A refugiada paquistanesa de 37 anos foi selecionada entre um grupo de 1.500 nomeados de 97 jurisdições diferentes para a categoria de “impacto nacional” dos Prémios Mulheres Mudando o Mundo de 2026, um evento anual que celebra as conquistas das mulheres.
Uzma, que veio pela primeira vez a Hong Kong para procurar asilo com a sua família em 2015, nos últimos anos ajudou a gerar a simpatia do público e a mudar a imagem geralmente negativa da sua comunidade, falando sobre a experiência dos refugiados na cidade.
Mas mesmo enquanto se debruçava sobre os detalhes da cerimónia, marcada para 21 e 24 de abril, surgiu uma realidade mais preocupante – embora o seu caso tenha sido provado há três anos, o seu estatuto em Hong Kong significa que não lhe é permitido sair da cidade.
“Eu estava dizendo aos meus amigos que não conseguia acreditar.
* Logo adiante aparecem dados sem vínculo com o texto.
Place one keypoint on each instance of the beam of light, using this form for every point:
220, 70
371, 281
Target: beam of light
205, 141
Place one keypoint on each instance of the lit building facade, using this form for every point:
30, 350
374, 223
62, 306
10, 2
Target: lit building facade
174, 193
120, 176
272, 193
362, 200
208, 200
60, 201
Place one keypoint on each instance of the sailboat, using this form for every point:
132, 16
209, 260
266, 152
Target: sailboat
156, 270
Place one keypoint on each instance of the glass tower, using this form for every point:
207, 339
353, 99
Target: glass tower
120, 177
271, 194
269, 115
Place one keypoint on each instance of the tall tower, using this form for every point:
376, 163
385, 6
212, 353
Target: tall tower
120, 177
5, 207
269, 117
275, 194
Eu, uma ‘mulher que mudou o mundo’, nunca me considerei assim”, disse ela ao South China Morning Post, descrevendo a surpresa inicial que sentiu por ser finalista.
“E então me dei conta: não posso ir”, disse ela, “e gostaria de poder, porque é a maior oportunidade para qualquer pessoa ver esse tipo de fórum mundial”.